Кажется, они не умели ни злиться, ни раздражаться всерьёз. По крайней мере, Рэй не мог себе этого представить. А вот представить себе грустного шуа, погружённого в какие-то безрадостные или тревожные мысли, к сожалению, было нетрудно.
Риш находился рядом с ним почти постоянно и, спустя несколько дней после первого знакомства, Рэй заметил, что его юный друг застыл неожиданно в печальном оцепенении. Ему казалось, что человек, занятый своим делом, не обратит на это внимания. Через несколько минут Риш тряхнул головой и стал прежним — деятельным, весёлым, словно и не было ничего. “Хорошо, если мне это только показалось”, — подумал Рэй.
Но нет — не показалось, и не было случайностью. Такие минуты — тревоги, пугающей и непонятно чем вызванной, — повторялись и даже, кажется, случались всё чаще. Теперь Рэй замечал, что иной раз в разгар общего веселья вдруг промелькнёт между счастливыми и беззаботными шуа что-то неуловимое, словно тень, скользнувшая по улыбающимся лицам и каждому заглянувшая в глаза, оставляя в них крохотную, но ощутимую частицу печали и страха.
Впрочем, это последнее наблюдение относилось только к взрослым, во взглядах которых Рэй теперь отчётливо видел оттенок грусти и тревоги, слабый, едва различимый за бесконечным жизнелюбием, но всё же заметный, когда узнаешь их поближе.
Но куда больше его беспокоили напряжённо-тревожные взгляды Тиши, которые бросала она на сына, когда он отворачивался и не мог этого видеть. В такие моменты Рэю всегда вспоминалось, как смотрели на его товарищей-наёмников матери, жёны и подруги, провожая их на очередное задание.

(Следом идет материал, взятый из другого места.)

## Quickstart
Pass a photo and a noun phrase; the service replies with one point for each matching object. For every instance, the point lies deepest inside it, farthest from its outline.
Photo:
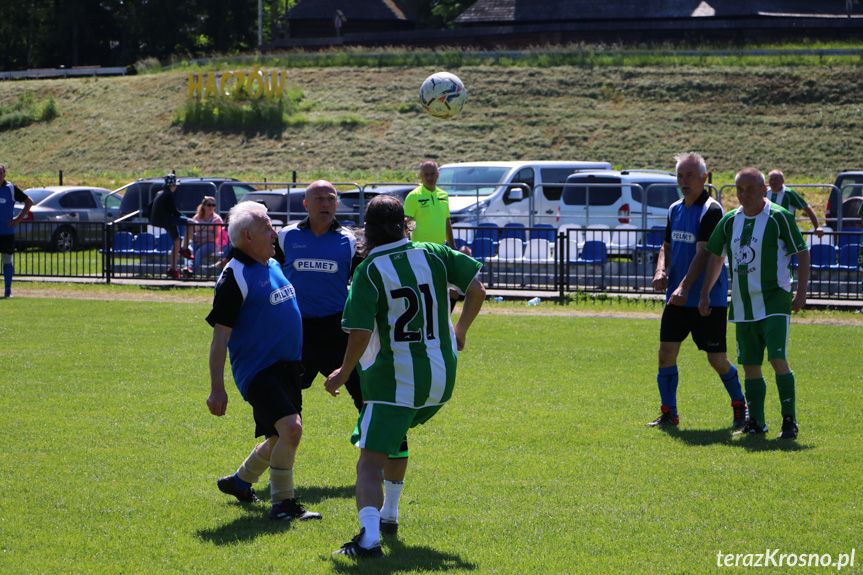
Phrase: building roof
(351, 9)
(525, 11)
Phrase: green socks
(785, 384)
(756, 391)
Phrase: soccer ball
(442, 95)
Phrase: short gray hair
(242, 217)
(691, 157)
(759, 175)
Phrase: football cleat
(789, 428)
(665, 418)
(353, 550)
(291, 509)
(741, 414)
(389, 526)
(752, 427)
(226, 485)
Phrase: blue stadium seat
(823, 256)
(593, 252)
(123, 242)
(544, 232)
(145, 242)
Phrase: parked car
(351, 204)
(64, 218)
(484, 191)
(619, 198)
(852, 181)
(137, 195)
(284, 205)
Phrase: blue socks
(667, 379)
(732, 385)
(8, 271)
(240, 484)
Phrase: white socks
(370, 520)
(392, 493)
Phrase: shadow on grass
(247, 528)
(255, 522)
(400, 558)
(312, 495)
(723, 436)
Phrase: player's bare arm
(217, 402)
(679, 296)
(358, 341)
(660, 278)
(473, 300)
(711, 274)
(803, 262)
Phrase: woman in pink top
(206, 239)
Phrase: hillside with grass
(365, 124)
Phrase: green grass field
(541, 463)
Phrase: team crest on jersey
(282, 295)
(744, 256)
(309, 265)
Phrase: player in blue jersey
(9, 194)
(255, 316)
(319, 259)
(680, 273)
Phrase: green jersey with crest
(759, 251)
(400, 293)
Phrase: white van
(611, 198)
(479, 191)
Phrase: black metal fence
(514, 257)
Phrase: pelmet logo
(282, 294)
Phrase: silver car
(65, 218)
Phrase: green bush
(235, 115)
(27, 111)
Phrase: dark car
(352, 203)
(284, 205)
(190, 191)
(65, 218)
(852, 182)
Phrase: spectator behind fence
(206, 240)
(164, 214)
(9, 194)
(790, 200)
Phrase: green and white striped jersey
(759, 251)
(400, 293)
(788, 199)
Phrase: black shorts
(275, 393)
(708, 333)
(324, 344)
(7, 243)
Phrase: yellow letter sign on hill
(255, 84)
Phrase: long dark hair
(385, 222)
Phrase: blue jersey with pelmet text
(267, 326)
(319, 267)
(686, 227)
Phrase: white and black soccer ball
(443, 95)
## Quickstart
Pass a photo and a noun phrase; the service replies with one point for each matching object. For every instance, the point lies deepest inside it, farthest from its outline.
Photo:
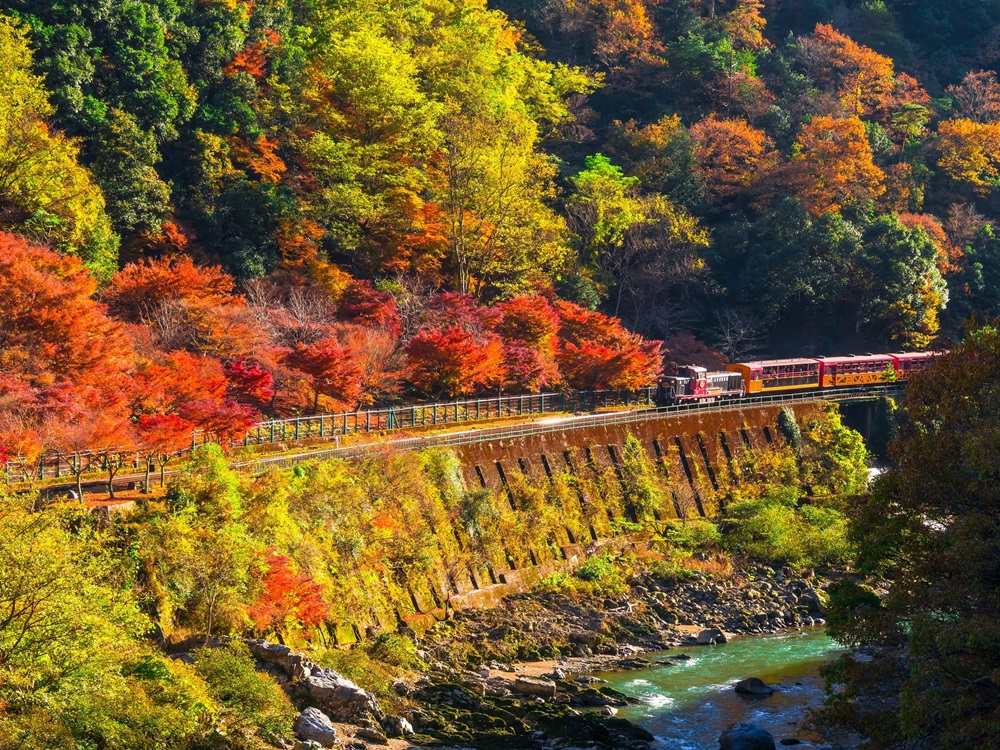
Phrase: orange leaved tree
(832, 165)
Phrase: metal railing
(518, 431)
(522, 430)
(413, 416)
(332, 427)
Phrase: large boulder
(313, 724)
(711, 636)
(814, 601)
(753, 686)
(535, 687)
(396, 726)
(339, 697)
(744, 736)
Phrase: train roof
(856, 358)
(917, 355)
(777, 362)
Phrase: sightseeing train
(692, 383)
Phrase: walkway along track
(561, 424)
(522, 430)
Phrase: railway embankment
(564, 497)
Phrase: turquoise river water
(687, 704)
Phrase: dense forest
(214, 209)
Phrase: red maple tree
(454, 362)
(287, 597)
(328, 369)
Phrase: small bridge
(522, 430)
(634, 409)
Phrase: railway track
(521, 430)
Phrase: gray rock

Они улыбались, старались выглядеть уверенно и спокойно, но стоило близкому человеку отвернуться, и глаза становились тревожно-больными от невысказанного страшного вопроса и напряжёнными от желания вобрать, впитать и удержать дорогой образ.
Хоть и в меньшей степени, но именно такое или подобное выражение мерещилось Рэю в чёрных глазах Хранящей. А это уже настораживало. Незаметно для себя Рэй привязался к Ришу, чего, впрочем, и следовало ожидать, и теперь не мог не беспокоиться за него, хотя толку в этом не было никакого.
Как бы к нему ни относились, всё равно он остаётся чужеземцем, который ничего не может изменить в их жизни и обычаях. Даже спросить о том, что его волнует, он пока не решался, предполагая, что его расспросы могут лишь заставить их замкнуться и стать осторожнее в его присутствии. Пока, судя по всему, шуа несколько недооценивали наблюдательность человека, и он предпочитал, чтобы так было и впредь.